On a typical workday, my desktops might be arranged as follows:
Desktop 1: Chrome: two windows split when I’m using my ultrawide monitor
Desktop 2: For a second Chrome window when helping customers
Desktop 3: Slack
Desktop 4: Apple Music
Desktop 5: Emacs (note-taking / to-dos / development learning)
Desktop 6: Firefox / Messages (personal apps)
8. Clean up your browser
I use Chrome for all work-related activities and Firefox for my personal browsing. It’s great to be able to compartmentalize my browsing since I don’t want my history, bookmarks, or logged-in accounts conflicting. Choosy is a great app that allows you to choose which browser opens under certain conditions. Under System Preferences > General, with my default browser set to Choosy (as opposed to Chrome or Firefox), here are some of the conditions I have set:
When clicking a link in Slack, always open it in Chrome.

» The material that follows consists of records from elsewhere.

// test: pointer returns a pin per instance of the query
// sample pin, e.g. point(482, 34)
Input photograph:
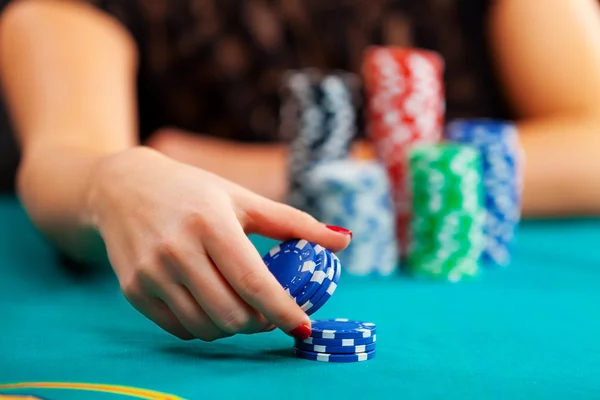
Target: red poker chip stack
point(405, 106)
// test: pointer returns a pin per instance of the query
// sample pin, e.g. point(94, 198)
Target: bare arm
point(548, 57)
point(68, 74)
point(176, 235)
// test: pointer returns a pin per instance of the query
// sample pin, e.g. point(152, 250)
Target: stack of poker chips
point(501, 154)
point(356, 195)
point(405, 105)
point(308, 272)
point(318, 117)
point(338, 340)
point(447, 236)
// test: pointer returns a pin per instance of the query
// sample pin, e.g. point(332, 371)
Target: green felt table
point(528, 331)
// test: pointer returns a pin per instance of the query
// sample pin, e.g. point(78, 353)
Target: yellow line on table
point(93, 387)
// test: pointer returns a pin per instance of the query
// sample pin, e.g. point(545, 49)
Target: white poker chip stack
point(318, 117)
point(357, 195)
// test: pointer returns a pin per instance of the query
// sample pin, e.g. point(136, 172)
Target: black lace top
point(214, 66)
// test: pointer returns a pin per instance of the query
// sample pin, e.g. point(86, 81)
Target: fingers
point(191, 316)
point(280, 221)
point(240, 263)
point(212, 292)
point(159, 313)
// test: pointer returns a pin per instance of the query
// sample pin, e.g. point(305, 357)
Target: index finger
point(243, 267)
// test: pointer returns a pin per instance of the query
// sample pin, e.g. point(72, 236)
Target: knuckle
point(166, 248)
point(145, 269)
point(131, 288)
point(251, 284)
point(208, 336)
point(235, 322)
point(195, 221)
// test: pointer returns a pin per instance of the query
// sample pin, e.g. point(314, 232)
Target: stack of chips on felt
point(404, 107)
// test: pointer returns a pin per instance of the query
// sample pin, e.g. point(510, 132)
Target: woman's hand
point(176, 237)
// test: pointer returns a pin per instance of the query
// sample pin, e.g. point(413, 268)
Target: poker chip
point(341, 328)
point(308, 272)
point(319, 121)
point(327, 289)
point(339, 342)
point(318, 278)
point(317, 348)
point(498, 144)
point(405, 106)
point(293, 264)
point(447, 237)
point(356, 194)
point(337, 358)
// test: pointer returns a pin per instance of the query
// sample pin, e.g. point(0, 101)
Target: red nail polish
point(302, 332)
point(339, 229)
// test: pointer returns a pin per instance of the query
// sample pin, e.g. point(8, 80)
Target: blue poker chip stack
point(356, 194)
point(338, 340)
point(502, 157)
point(318, 118)
point(308, 272)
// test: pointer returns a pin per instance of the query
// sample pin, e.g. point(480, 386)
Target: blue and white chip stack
point(308, 272)
point(318, 117)
point(502, 159)
point(357, 195)
point(338, 340)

When clicking a link in Messages, always open it in Firefox.
When opening a URL from Alfred, ask me which browser to open.
(And before you ask, yep, Choosy also works with Chrome profiles.)
I’d also suggest removing search suggestions in Chrome. If you’re like me, you keep a ton of bookmarks filed. Even so, sometimes it’s a chore to find the right bookmark when typing in the URL bar. You might consider disabling the “Autocomplete searches and URLs” option in Chrome so that when you type “dashboard,” for instance, Chrome only suggests URLs related to your bookmarks rather than pictures of car dashboards: Chrome > Settings > Sync and Google services > Autocomplete searches and URLs.
Investing in some of the small optimizations I’ve suggested here will pay big dividends down the road. Don’t lose the opportunity to front-load more optimizations that suit your personal working style. Most importantly, don’t be afraid to simplify—after all, you’re a Mac power user!